Bacurau has the immense ability to immediately stand on its own which is extremely enjoyable to sit through when watching a film. It clearly comes from pure frustration of politics and economic inequality which is evident in an early scene where the local mayor comes into town whom the residents aren’t very keen on. When you tap into that kind of specificity, the storytelling has a strong shoulder to lean on. Visually that picture is also well composed as the filmmakers clearly have fun with camera lenses, techniques, town’s local musician and moody lighting at night time. The uncertainty of it all however is the thing that intrigues, the movie changes perspectives unexpectedly and very quickly at times so its twists land much harder than usual.
Despite being set in near future, Bacurau feels quite contemporary, perhaps to show that for poorer places in the country not much has changed.
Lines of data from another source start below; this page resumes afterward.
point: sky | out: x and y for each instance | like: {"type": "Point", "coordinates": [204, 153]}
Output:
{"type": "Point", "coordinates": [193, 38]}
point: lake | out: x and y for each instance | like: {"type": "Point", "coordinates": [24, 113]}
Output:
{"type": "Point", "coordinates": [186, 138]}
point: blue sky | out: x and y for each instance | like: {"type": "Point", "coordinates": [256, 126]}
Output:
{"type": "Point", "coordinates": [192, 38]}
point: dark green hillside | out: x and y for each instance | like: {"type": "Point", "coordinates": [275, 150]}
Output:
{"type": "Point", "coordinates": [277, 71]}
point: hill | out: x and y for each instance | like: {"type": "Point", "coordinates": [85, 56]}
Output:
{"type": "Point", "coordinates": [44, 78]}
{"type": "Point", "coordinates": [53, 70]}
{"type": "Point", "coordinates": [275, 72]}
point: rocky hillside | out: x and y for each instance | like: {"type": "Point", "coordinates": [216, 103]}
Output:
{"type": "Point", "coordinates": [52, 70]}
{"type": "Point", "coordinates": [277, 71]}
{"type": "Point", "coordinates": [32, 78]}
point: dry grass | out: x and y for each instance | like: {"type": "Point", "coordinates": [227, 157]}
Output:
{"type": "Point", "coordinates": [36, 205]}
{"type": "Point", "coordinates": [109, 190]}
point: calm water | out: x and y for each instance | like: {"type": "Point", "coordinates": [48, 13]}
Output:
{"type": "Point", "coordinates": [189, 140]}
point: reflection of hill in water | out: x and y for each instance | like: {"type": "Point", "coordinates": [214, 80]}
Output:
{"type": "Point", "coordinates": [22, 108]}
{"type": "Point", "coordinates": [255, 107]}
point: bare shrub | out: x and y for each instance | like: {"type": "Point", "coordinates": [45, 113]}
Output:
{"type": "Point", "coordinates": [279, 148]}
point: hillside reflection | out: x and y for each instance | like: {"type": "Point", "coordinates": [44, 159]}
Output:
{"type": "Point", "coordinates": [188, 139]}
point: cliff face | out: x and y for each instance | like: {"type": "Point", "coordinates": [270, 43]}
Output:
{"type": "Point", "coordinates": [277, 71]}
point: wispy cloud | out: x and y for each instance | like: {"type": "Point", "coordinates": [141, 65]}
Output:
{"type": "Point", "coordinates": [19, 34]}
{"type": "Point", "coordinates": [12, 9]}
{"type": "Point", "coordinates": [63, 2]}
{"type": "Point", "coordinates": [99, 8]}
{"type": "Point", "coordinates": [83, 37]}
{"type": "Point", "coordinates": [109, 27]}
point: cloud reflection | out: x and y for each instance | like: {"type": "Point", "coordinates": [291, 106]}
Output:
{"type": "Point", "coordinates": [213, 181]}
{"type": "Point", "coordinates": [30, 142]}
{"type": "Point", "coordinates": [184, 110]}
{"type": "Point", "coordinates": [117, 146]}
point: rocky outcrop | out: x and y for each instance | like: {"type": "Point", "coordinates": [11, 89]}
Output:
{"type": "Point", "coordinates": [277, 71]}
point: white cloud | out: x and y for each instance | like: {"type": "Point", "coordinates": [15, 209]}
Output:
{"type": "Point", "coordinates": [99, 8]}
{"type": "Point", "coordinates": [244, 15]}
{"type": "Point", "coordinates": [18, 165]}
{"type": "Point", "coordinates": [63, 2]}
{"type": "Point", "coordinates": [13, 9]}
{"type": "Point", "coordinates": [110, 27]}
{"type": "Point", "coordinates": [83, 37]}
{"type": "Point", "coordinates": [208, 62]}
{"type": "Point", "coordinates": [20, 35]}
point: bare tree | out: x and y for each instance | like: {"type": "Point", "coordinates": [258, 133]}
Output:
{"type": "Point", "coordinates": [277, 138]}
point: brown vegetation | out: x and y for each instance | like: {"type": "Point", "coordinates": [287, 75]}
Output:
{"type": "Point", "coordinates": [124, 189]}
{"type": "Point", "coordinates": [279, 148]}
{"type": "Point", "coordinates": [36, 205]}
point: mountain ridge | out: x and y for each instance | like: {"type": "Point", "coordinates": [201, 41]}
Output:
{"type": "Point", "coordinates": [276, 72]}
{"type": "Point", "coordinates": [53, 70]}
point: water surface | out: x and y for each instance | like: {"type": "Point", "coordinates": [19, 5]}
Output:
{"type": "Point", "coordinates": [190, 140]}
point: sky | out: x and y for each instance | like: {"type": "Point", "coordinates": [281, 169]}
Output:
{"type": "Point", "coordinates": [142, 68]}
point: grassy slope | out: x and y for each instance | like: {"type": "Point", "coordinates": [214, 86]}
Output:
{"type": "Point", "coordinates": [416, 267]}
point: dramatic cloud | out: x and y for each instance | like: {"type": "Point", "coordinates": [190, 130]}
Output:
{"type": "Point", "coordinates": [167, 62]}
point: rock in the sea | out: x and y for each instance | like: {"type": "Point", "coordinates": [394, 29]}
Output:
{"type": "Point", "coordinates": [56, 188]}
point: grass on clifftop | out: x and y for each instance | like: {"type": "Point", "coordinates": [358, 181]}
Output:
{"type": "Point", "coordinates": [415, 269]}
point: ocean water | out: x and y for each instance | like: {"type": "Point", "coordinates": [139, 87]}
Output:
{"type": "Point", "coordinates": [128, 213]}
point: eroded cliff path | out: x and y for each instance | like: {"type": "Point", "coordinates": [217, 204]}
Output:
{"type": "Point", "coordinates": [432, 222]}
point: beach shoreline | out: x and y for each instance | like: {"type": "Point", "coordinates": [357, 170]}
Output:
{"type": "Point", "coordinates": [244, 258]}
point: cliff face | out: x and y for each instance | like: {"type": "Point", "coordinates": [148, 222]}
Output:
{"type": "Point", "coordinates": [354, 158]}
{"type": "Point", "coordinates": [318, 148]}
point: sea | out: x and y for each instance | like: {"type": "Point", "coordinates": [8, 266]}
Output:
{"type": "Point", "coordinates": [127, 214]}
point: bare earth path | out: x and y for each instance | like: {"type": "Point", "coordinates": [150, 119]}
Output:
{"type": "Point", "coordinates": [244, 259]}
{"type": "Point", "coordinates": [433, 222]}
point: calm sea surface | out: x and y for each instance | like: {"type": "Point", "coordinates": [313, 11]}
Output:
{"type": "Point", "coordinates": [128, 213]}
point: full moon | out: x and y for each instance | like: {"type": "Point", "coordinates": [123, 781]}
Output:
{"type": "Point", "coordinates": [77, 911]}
The film is also at its strongest when the focus is on local people, more specifically during more thriller-y moments (scene at the farm, final showdown are highlights). Whenever we cut to the ’’Americans’’, lead by animated Udo Kier (as Michael), it’s much less interesting and poignant. The dialogue is especially pretty subpar as a lot of the English spoken is actually hard to understand because the delivery is lazy (in real life you’d have to ask people to repeat themselves) and it’s more slogans than anything. In the town, the characters like Pacote (Thomas Aquino), Teresa (Bárbara Colen) and Domingas (Sônia Braga) are much better written, however the movie could’ve benefitted from stronger acting by the cast. One who stood out was Silvero Pereira as the wanted criminal Lunga, Pereira had tremendous charisma as the character also had bigger-than-galaxy luminosity, not to mention the mullet which was just the cherry on top.
Smileys: Originality, atmosphere, premise, Silvero Pereira
Also some surprisingly gnarly gore if you’ve missed that in your previous western films.